Only 0.03% (50 of 155,811) of all bacterial isolates collected by the SENTRY Antimicrobial Surveillance Program [13] during the 5-year period 1997 to 2001 were members of the genera Chryseobacterium or Elizabethkingia (formerly Chryseobacterium), the most frequent organisms being Elizabethkingia meningoseptica (formerly Chryseobacterium meningosepticum), C. indologenes and Chryseobacterium gleum[14]. All 50 isolates were from hospitalized patients, and the vast majority was recovered from either the lower respiratory tract (52.0%) or blood cultures (46.0%). Among the isolates from bloodstream infections, 30.4% were C. indologenes.

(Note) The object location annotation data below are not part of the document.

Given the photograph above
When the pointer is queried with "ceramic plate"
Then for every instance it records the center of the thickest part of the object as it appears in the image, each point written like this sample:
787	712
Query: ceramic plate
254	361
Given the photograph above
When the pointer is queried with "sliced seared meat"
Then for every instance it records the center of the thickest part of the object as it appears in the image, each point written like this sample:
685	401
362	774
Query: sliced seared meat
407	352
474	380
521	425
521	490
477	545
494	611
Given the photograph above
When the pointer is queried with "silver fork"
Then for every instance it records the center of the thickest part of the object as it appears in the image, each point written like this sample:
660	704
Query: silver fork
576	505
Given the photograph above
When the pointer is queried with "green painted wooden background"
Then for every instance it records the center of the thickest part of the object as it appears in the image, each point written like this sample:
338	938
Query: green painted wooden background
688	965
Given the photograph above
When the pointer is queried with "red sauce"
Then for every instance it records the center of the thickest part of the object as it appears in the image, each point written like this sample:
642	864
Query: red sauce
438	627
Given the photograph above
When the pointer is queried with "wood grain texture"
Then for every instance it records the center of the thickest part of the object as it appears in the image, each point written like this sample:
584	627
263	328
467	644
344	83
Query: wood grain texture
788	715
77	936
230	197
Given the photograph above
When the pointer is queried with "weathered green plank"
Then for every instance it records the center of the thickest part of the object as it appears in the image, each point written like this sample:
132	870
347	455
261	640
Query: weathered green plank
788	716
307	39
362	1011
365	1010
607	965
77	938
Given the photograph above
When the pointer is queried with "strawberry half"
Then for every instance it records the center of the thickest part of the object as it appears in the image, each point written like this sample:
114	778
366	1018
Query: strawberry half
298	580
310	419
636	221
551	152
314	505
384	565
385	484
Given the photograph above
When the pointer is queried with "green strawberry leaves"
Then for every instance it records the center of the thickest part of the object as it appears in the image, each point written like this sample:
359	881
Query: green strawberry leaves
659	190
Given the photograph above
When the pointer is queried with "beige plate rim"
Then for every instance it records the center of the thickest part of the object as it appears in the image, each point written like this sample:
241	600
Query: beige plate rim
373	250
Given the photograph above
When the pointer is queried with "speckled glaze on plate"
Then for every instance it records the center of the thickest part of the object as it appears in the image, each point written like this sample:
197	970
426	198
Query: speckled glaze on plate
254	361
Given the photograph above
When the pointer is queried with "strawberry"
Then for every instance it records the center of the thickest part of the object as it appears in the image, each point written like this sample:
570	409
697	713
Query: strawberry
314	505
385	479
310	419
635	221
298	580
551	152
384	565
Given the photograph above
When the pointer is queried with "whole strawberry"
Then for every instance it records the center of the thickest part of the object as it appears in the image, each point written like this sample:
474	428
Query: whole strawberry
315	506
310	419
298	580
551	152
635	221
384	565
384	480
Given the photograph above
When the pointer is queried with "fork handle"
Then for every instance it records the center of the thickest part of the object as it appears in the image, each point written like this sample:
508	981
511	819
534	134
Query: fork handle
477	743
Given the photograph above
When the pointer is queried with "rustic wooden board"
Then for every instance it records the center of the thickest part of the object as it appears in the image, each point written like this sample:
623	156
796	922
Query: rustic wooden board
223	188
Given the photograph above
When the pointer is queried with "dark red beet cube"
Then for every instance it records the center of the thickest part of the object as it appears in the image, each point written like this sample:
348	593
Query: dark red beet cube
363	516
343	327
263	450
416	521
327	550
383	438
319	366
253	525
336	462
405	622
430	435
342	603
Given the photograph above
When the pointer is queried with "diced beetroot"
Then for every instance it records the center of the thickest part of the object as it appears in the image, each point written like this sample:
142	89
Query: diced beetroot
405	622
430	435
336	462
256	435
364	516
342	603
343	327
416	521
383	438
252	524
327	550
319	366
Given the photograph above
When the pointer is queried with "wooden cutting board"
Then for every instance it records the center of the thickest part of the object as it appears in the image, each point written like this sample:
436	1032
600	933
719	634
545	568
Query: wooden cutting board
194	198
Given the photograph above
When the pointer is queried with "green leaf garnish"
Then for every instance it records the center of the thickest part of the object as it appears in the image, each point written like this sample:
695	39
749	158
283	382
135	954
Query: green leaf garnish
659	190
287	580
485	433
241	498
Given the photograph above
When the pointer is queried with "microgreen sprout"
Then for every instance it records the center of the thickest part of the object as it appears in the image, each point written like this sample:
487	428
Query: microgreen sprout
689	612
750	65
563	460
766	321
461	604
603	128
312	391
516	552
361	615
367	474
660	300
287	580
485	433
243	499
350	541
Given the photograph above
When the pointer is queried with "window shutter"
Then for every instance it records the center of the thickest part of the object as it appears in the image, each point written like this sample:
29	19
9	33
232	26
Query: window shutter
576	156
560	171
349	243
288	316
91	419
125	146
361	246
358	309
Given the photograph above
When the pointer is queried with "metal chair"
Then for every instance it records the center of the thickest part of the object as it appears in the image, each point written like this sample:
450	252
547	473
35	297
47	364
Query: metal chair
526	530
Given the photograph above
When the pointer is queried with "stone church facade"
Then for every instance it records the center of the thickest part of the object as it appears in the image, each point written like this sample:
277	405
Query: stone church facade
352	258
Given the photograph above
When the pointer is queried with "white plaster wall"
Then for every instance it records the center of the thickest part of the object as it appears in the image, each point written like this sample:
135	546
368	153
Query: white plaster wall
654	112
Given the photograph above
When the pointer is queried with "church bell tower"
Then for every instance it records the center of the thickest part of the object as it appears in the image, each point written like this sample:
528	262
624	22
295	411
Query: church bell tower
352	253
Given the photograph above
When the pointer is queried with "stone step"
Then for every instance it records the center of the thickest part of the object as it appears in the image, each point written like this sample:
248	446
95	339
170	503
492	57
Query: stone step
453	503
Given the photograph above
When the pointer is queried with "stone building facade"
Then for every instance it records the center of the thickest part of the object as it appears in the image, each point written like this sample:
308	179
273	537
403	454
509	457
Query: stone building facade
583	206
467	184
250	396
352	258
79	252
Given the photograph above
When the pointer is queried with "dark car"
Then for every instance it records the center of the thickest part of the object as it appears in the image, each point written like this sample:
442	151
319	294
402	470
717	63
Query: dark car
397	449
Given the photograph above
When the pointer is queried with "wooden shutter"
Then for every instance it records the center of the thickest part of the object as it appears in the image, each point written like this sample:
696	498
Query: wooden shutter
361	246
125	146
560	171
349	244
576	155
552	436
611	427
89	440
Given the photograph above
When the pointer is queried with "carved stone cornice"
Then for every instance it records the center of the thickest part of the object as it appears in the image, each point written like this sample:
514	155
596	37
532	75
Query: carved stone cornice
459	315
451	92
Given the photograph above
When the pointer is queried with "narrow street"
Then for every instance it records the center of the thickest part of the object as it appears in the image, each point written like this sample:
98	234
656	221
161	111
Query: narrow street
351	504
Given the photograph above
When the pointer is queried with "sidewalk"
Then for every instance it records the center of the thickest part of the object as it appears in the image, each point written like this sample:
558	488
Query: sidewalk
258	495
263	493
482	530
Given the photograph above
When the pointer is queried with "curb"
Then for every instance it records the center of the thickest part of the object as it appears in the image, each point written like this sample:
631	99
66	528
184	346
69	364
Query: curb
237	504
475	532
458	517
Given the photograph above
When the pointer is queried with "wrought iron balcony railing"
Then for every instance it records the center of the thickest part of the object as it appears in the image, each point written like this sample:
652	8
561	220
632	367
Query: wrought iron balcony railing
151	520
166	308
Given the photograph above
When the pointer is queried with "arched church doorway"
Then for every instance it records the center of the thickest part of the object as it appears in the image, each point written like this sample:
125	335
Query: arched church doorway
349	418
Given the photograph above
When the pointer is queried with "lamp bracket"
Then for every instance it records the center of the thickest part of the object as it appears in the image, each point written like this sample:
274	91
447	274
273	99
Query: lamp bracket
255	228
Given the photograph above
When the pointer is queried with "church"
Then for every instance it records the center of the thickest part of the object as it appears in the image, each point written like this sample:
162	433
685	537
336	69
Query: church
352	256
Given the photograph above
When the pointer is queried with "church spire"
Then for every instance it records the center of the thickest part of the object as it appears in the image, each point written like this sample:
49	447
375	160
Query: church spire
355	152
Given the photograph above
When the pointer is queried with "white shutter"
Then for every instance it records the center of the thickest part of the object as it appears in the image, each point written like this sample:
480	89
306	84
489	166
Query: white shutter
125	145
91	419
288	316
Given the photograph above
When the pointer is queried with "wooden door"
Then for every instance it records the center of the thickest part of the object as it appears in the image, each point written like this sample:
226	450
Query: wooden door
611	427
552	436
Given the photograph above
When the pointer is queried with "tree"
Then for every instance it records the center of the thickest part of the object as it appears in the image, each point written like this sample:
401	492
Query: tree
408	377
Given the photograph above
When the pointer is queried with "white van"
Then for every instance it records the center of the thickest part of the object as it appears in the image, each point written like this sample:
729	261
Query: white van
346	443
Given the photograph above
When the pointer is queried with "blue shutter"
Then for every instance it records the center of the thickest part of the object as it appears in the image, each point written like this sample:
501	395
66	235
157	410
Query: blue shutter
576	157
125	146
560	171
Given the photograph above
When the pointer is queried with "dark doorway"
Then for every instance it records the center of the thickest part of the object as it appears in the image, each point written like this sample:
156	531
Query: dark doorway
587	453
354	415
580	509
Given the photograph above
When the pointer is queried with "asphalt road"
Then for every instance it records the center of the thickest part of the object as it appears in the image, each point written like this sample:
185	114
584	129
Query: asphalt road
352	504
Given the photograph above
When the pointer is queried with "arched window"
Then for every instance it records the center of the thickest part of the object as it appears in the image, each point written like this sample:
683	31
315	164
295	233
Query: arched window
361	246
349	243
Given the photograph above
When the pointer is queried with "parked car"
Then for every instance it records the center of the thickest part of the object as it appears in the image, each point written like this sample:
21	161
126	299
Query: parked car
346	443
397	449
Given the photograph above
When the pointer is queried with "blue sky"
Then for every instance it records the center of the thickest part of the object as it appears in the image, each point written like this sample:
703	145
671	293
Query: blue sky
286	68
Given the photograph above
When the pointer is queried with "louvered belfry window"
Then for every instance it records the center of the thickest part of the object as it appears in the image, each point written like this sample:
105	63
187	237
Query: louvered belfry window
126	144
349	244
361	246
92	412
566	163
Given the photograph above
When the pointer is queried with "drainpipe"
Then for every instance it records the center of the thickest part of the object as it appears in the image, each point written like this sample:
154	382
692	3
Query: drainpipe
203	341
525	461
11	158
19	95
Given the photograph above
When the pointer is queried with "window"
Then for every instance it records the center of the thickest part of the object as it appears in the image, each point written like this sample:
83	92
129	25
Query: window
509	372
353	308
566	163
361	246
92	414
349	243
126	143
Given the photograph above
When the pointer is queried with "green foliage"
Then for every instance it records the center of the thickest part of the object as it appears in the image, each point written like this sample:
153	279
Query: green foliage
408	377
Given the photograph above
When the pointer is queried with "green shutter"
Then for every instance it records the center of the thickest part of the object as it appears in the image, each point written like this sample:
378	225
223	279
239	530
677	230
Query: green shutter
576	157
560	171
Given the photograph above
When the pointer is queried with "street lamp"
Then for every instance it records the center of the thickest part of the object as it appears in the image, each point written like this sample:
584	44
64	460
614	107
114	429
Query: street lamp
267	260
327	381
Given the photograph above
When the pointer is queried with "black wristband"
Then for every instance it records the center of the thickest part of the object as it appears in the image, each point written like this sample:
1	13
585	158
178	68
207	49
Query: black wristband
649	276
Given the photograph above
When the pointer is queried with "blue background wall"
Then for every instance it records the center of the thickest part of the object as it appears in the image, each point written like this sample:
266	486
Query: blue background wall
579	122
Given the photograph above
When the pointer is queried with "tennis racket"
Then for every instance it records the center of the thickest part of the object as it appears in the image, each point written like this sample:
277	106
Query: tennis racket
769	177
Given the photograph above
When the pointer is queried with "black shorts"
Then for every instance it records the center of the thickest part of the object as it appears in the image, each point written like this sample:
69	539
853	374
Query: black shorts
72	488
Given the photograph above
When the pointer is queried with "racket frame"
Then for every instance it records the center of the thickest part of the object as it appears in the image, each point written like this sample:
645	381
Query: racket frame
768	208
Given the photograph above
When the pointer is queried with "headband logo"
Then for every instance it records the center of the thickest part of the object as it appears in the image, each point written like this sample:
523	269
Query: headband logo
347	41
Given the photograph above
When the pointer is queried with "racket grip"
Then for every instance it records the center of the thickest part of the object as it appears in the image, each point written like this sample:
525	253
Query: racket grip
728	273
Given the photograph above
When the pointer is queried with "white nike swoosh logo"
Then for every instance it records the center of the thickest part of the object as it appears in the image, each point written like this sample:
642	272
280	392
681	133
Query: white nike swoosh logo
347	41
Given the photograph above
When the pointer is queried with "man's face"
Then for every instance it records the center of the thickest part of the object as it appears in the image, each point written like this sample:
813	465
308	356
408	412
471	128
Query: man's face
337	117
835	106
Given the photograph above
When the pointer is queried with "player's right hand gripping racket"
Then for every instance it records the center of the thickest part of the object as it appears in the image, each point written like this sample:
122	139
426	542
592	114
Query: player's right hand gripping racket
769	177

According to the results of the SENTRY Antimicrobial Surveillance Program, the antimicrobials most active against C. indologenes are the quinolones and trimethoprim-sulfamethoxazole (≥95% susceptibility), followed by piperacillin-tazobactam (90% susceptibility). Ciprofloxacin, cefepime, ceftazidime, piperacillin, and rifampin showed reasonable activity (85% susceptibility), whereas aminoglycosides, other β-lactams, chloramphenicol, linezolid, and glycopeptides are not appropriate for treating infections by this organism [13]. The strain was found to be resistant to imipenem (minimum inhibitory concentrations, MICs, ≥32μg/mL) due to MBL (class B) production and susceptible to piperacillin (MICs 16μg/mL), cefepime (MICs 4μg/mL), ceftazidime (MICs 4μg/mL) trimethoprim-sulfamethoxazole (MICs ≤0.25μg/mL) and all quinolones including nalidixic acid (MICs ≤2μg/mL). It is also resistant to ceftriaxone (MICs 32μg/mL), used as empirical antibiotic therapy for our patient. Our strain seemed to be less resistant than C. indologenes 597 (IND-6) of Burkina Faso according to MIC of imipenem (≥32μg/mL versus ≥64μg/mL) and quite more resistant than C. indologenes NF 16 (CDC group IIb, IND-5) (≥32μg/mL versus 32μg/mL). Several species of Flavobacteriaceae, including C. indologenes, are naturally resistant to β-lactam antibiotics (including carbapenems) due to production of a resident MBL (class B) IND-1 for indologenes [9]. Seven variants of MBL (class B; IND-1 to IND-6 and IND-2a) have been detected in C. indologenes. A new IND-type variant named IND-7 has also been recently reported from Japan (2010) in a C. indologenes isolate [15]. Nonspecific bands obtained by PCR-IND for our strain can be explained by the sequence heterogeneity at the 5′ and 3′ extremities of the MBL gene, which made unsuccessful direct amplification with consensus primers designed to amplify all known IND-like MBL genes. An inverse PCR approach to obtain the complete sequence of the bla _IND of our strain is in progress.

The signed written consent of the husband of the deceased patient was obtained for publication of this case report and the accompanying images after explaining the interest of this publication. A copy of the written consent is available for review by the Editor-in-Chief of this journal.

^aAn ethnic group in Senegal, West Africa.